Sunday, August 05, 2007

Disciplinary Philosophies 102

Oh, very well. Sigh. If you're going to insist that I teach a subject called The Disciplines: Philosophies of Knowledge, then I suppose I should give it a shot. BANG! Now clean up the blood on the floor, there's a good administrator.

Really though, when I last posted on this topic, I received a lot of verbal feedback but no comments. It must really be a sticky topic, redolent of the pitcher plant and other such traps. So what I'm going to do is go back a bit to a workshop I once ran in the Second Age of Humanity, in which I forced a bunch of educators to consider the answers to some silly question involving sports apparatus and its distribution.

It turns out that people have no problems thinking about stuff that either has no particular labels automatically assigned to it, or has very specific labels automatically assigned to it. The first kind of stuff has no labels (either implicit or explicit), so people aren't forced to think too hard; the second kind has the labels already pasted on, so it's not a problem. It's like being in a supermarket. The cashier looks at your stuff. If it is supermarket stuff and it is labelled, PING, and you pay $xx.xx. If it is not supermarket stuff, then nothing happens. Simple. But if it is supermarket stuff with a faulty or damaged barcode (i.e. it is stuff with no proper label but it has a kind of label) then it takes a significantly longer time to process.

One purpose of education is to teach a person how to make her own labels so that she can process things faster. In fact, if she can ascertain the value (intrinsic value, situational value, utility value, relative value, whatever) of something, life becomes a lot easier. And another purpose of education is to teach a person to use labelling so cleverly that other people agree with her.

So when we teach a language, it is important to know a few things. Where did the language come from? What were the main uses of this language? What is the history of this language? Does it automatically put a bias on certain things? How can you use it to express yourself honestly, biasedly, and manipulatively? How can others use it? How do others use it? What is the philosophical justification for saying something is well-said, well-written, or well-balanced in that language?

These are examples of the kind of question you should ask when learning about a new discipline – in this case, the study of a specific language within the larger group of linguistic disciplines. When I began to pick up languages, I learnt them in little pieces just like everyone else. But along the way, I also picked up lots of historical, social and cultural factoids linked to these pieces. And slowly, I learnt that there were philosophical questions and elements unique to the learning of language, or more suited to that kind of endeavour.

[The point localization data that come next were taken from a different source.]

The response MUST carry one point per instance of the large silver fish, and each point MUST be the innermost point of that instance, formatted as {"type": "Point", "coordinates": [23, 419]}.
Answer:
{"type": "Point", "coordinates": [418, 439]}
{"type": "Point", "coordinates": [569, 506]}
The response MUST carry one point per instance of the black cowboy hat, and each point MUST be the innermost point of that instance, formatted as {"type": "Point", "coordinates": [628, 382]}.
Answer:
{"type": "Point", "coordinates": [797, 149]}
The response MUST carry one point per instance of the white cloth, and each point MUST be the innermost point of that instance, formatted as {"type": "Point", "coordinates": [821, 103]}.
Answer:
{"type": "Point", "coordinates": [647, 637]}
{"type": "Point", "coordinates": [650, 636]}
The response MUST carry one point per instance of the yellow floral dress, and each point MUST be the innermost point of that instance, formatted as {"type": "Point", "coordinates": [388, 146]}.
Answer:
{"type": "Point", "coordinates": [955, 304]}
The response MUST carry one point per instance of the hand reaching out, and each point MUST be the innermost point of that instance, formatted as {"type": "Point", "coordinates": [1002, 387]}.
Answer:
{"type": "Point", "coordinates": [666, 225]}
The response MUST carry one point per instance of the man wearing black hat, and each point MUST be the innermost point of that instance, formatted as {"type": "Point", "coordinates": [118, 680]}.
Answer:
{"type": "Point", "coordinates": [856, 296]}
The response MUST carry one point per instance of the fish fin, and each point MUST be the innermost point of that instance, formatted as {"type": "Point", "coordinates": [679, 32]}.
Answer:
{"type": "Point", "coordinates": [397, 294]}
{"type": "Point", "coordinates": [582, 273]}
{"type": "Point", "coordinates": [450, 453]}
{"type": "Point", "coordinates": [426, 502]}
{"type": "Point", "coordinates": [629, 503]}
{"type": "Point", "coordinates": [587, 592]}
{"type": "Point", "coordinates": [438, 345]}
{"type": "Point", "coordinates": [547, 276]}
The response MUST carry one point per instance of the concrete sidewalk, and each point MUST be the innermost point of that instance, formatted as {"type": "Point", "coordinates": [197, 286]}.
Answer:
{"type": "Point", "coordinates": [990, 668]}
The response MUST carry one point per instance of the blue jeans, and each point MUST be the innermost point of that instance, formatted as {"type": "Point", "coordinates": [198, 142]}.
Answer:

For example, one hardly thinks of science as a vehicle for conveying and maintaining cultural identity. One might make a case for history, but not economics. But the arts – language arts, performing arts, visual arts, etc – are prime candidates for this function. Hence, the learning of such things carries a specific kind of philosophical baggage.

To conclude this short post, if I had to teach a course called The Disciplines: Philosophies of Knowledge, I would approach it along these lines. What are the questions that pertain more to one discipline than another? How do we answer them? And what are the implications of the answers we might find? For this is what such a course has to be about.